Os argumentos da Prefeitura, que decidiu por um reajuste de apenas 1% para os servidores e professores municipais, curiosamente não se alicerçam na fraca arrecadação. Há quem garanta, inclusive, que ela aumentou, comparando o primeiro trimestre deste ano a igual período de 2004.
      A rigor, afora alguma firula verbal, o raciocínio oficial é totalmente voltado ao cumprimento da Lei de Responsabilidade Fiscal, que fixa um percentual máximo (54%) da receita, como destino a ser dado ao pagamento de salários.

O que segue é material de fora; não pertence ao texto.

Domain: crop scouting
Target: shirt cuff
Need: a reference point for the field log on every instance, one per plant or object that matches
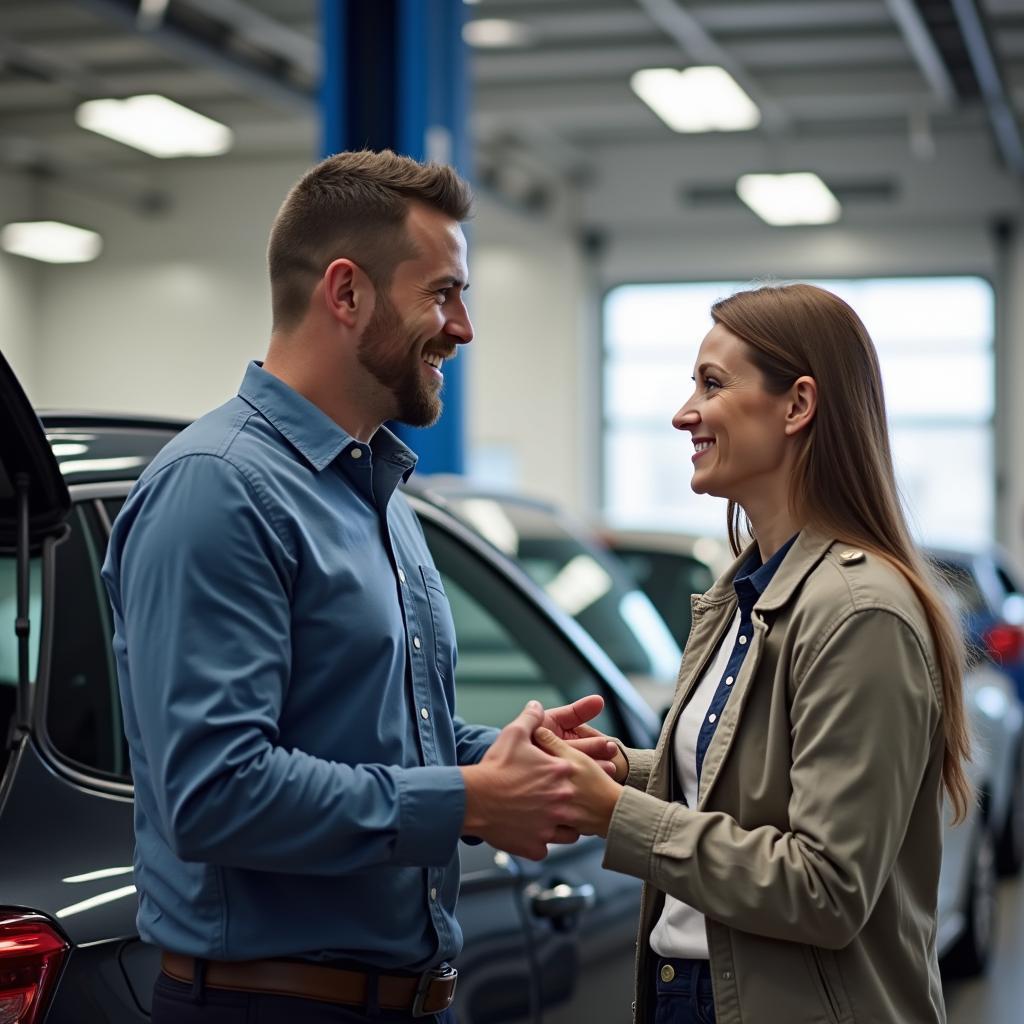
(635, 823)
(432, 809)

      De outro lado, quem recebe seu “ordenado” (antigamente era esse o termo equivalente a salário, para funcionário público), os barnabés (outra expressão que vem de looonge), não querem saber disso. Preferem preservar ganhos obtidos com os planos de carreira e receber, no mínimo, a inflação dos últimos 12 meses. O que significaria algo como 8%. Tenho a impressão, só impressão, que se a Prefeitura dobrar o que oferece, já sai acordo. Até porque, salvo improbabilíssima avaliação equivocada, não há mobilização suficiente para greve prolongada. O desgaste seria muito maior que o improvável ganho.
      De resto, é esperar para ver quais os próximos passos de um lado. E de outro.